I have found in a paper the following identities (equations $(119)$, $(120)$, appendix D): \begin{equation}\begin{aligned} \sum_{i,j=1}^s p_{ij} d_i d_j'X &= \begin{bmatrix}d_1 \\ \vdots \\ d_s\end{bmatrix}\begin{bmatrix}d_1'X & \cdots &d_s'X\end{bmatrix}\begin{bmatrix}p_{11}I_d & \cdots & p_{1s}I_d \\ \vdots & & \vdots\\ p_{s1}I_d & \cdots & p_{ss}I_d \end{bmatrix}\\ &=\begin{bmatrix}d_1 \\ \vdots \\ d_s\end{bmatrix}\begin{bmatrix}d_1' & \cdots &d_s'\end{bmatrix}(P\otimes X) \end{aligned}\end{equation} where:
- $d_1$, ..., $d_s$ are column vectors in $\mathbb{R}^{d\times 1}$;
- $X$ is a symmetric and positively definite square matrix in $\mathbb{R}^{d\times d}$;
- $I_d$ is the $d\times d$ identity matrix;
- $P$ is a symmetric and positively definite square matrix in $\mathbb{R}^{s\times s}$ whos structure is \begin{equation}P\triangleq \begin{bmatrix}p_{11}& \cdots & p_{1s}\\ \vdots & & \vdots \\ p_{s1}& \cdots & p_{ss} \end{bmatrix}\end{equation}
- $\otimes$ denotes the Kronecker product;
- $'$ denotes the transpose operator (thus $d_i'$ is a row vector in $\mathbb{R}^{1\times d}$).

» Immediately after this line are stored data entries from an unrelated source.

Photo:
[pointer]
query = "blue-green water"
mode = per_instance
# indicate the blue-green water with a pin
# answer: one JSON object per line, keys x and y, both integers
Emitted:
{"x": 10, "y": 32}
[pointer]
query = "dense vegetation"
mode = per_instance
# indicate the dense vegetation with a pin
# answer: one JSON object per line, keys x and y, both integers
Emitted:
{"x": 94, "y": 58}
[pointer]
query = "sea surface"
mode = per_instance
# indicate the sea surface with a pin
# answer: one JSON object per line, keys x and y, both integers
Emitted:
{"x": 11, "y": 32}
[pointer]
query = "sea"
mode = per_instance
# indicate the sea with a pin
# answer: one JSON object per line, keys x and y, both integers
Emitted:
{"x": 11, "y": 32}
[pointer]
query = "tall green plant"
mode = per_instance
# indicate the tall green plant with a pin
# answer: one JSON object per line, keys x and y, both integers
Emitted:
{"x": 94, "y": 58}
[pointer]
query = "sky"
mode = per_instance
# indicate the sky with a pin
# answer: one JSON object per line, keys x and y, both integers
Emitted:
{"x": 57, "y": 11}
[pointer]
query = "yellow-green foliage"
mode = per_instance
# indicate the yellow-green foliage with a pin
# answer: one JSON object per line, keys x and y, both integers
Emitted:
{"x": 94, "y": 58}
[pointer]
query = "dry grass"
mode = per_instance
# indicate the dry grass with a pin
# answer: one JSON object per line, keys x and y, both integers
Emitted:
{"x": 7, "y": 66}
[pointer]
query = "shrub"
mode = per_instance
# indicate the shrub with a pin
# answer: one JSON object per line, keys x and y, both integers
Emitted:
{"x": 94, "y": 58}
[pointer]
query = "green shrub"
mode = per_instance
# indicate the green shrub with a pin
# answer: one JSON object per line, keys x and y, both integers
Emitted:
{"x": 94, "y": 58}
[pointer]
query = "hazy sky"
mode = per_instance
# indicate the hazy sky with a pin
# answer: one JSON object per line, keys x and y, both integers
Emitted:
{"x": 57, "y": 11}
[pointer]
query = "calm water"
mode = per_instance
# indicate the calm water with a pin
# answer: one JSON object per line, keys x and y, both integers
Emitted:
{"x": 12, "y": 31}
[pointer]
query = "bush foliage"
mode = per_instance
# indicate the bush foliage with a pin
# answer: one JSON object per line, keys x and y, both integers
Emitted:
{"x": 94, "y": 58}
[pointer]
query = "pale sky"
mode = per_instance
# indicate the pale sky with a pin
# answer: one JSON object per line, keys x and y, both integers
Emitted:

I'm not sure, but in my opinion these relations are not true: the first member seems to be a summation of $s^2$ different $d\times d$ matrices, while the second member (and also the third member) seems to be a $sd\times sd$ matrix. Thus, the equalities cannot hold.
Indexed vectors are a pain. But here is a simple result that always helps me untangle them.
Let $(A,B)$ be matrices whose columns are $(a_i,b_j)$ respectively, and let $Y$ be an arbitrary matrix with elements $(y_{ij})$ whose dimension are compatible. Then $$\eqalign{ AYB^T = \sum_{i=1}^m\sum_{j=1}^n y_{ij}a_ib_j^T \\ }$$ Apply this to the matrices of the current problem by substituting $A=B=D,\;Y=P,\;$ and $\,m=n=s$. $$\eqalign{ DPD^T = \sum_{i=1}^s\sum_{j=1}^s p_{ij}d_id_j^T \\ }$$ Therefore the entire expression is simply $\,DPD^TX$
NB: You are correct. The given relationship cannot be correct. What they are proposing is $$ \def\v{{\rm vec}} \Big(\v(D)\otimes\v(D)^T\Big)\big(P\otimes X\big) $$ which is an interesting quantity, but does not match the dimensions of the original sum.